29 lines (20 loc) · 2.97 KB

SNP Analysis #2: Tutorial 2

Mapping, Variant Calling, and Filtering

Purpose

Traditionally you would need to run at least three separate steps to map reads to the reference genome, identify variants, and filter out low quality variants. The snippy software package wraps these three steps together and simplifies the process. Note that snippy works well for bacterial genomes like we are analyzing, but is not well-suited for identifying variants in more complex eurkaryotic genomes.

Reduced guidance ahead!

At this point you should be learning many of the commands in BASH. In this tutorial, we will not be providing as many explicit commands and will expect you to lean back on the skills you built in the earlier exercises to come up with the commands yourself.
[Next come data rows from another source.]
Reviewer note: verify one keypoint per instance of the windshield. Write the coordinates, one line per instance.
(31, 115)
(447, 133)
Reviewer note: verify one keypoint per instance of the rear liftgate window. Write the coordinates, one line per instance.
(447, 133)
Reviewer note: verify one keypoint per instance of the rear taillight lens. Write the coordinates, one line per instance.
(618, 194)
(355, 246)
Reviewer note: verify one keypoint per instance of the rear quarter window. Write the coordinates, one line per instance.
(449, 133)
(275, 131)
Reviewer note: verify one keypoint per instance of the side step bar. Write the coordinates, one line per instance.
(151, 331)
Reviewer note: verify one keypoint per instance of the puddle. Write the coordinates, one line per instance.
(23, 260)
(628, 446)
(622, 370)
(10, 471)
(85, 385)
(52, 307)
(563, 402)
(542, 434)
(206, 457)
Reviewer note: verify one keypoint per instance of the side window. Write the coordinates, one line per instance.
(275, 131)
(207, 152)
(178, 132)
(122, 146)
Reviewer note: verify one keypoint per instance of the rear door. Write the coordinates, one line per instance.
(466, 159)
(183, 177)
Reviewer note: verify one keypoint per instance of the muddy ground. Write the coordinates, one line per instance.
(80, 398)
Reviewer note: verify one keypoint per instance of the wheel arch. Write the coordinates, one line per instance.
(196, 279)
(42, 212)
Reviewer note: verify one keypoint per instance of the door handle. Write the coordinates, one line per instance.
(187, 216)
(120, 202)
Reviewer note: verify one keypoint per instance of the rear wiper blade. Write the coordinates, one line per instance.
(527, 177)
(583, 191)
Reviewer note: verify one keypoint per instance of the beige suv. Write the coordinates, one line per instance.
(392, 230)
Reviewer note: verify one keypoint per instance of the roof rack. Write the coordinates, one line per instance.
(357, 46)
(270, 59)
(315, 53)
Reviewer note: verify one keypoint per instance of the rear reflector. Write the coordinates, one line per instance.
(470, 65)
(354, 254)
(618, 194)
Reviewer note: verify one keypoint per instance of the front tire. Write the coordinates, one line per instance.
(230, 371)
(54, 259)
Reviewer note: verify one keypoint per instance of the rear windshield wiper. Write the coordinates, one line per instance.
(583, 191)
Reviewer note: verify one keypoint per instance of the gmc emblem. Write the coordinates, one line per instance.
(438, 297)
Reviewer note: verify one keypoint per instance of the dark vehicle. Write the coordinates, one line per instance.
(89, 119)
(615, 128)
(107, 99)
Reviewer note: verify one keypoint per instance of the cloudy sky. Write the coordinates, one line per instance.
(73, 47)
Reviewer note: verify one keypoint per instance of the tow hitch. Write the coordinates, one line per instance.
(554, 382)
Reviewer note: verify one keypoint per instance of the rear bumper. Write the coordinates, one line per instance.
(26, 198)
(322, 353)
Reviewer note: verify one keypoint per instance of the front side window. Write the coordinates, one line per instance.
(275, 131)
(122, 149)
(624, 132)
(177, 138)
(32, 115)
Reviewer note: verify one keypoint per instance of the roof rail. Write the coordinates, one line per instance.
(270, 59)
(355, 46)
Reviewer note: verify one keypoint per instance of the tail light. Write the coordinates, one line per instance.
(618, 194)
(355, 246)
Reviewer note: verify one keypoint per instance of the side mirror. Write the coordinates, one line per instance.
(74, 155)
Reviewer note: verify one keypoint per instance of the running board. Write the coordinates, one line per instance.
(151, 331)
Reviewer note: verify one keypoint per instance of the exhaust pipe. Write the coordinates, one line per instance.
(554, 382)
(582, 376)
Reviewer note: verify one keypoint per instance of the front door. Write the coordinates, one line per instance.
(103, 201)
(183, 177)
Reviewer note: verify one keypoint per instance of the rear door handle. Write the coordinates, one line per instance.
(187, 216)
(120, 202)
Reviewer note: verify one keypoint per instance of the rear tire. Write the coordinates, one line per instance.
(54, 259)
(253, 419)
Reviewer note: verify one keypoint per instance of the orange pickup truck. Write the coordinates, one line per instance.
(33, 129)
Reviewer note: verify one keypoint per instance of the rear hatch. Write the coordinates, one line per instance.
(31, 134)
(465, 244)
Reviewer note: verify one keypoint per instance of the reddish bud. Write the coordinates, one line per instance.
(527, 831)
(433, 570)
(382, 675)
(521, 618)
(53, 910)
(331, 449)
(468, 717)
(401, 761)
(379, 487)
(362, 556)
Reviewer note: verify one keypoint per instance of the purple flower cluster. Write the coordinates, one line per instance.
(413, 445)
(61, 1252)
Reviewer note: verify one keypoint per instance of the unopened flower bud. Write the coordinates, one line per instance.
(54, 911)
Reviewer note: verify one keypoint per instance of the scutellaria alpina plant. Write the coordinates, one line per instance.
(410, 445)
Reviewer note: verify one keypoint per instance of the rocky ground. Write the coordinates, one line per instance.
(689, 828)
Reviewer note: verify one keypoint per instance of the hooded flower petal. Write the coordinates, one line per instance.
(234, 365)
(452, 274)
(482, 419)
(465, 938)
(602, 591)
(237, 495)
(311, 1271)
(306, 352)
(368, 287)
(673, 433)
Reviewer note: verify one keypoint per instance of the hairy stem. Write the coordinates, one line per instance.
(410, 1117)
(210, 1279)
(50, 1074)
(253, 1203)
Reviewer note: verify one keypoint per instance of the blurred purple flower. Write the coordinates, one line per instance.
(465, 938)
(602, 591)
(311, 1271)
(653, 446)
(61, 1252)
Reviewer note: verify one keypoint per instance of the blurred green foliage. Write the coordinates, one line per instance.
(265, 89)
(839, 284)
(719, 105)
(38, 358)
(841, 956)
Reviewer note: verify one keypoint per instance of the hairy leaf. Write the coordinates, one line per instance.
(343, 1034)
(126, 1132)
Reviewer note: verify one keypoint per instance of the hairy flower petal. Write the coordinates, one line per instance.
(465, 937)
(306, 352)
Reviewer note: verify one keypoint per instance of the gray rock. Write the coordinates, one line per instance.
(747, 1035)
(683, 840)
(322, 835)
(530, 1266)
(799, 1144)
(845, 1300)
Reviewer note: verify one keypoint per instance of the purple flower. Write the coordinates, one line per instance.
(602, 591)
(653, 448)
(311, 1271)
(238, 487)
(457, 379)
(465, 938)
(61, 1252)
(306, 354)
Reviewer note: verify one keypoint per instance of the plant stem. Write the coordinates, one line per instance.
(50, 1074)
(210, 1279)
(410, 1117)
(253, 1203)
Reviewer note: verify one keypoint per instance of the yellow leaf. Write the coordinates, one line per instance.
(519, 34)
We have tried to bold many of the actions you need to take to make sure you do not miss anything. If you get stuck ask for help!

Running the analysis

  1. You will perform this analysis on the Biomix cluster, so use the ssh command to login to Biomix as you learned previously.

  2. The analysis will be run in a new sub-directory of the same OUTDIR location we setup in Tutorial 1. Change directory to that location.

  3. You will need to collect a few file paths to start the analysis.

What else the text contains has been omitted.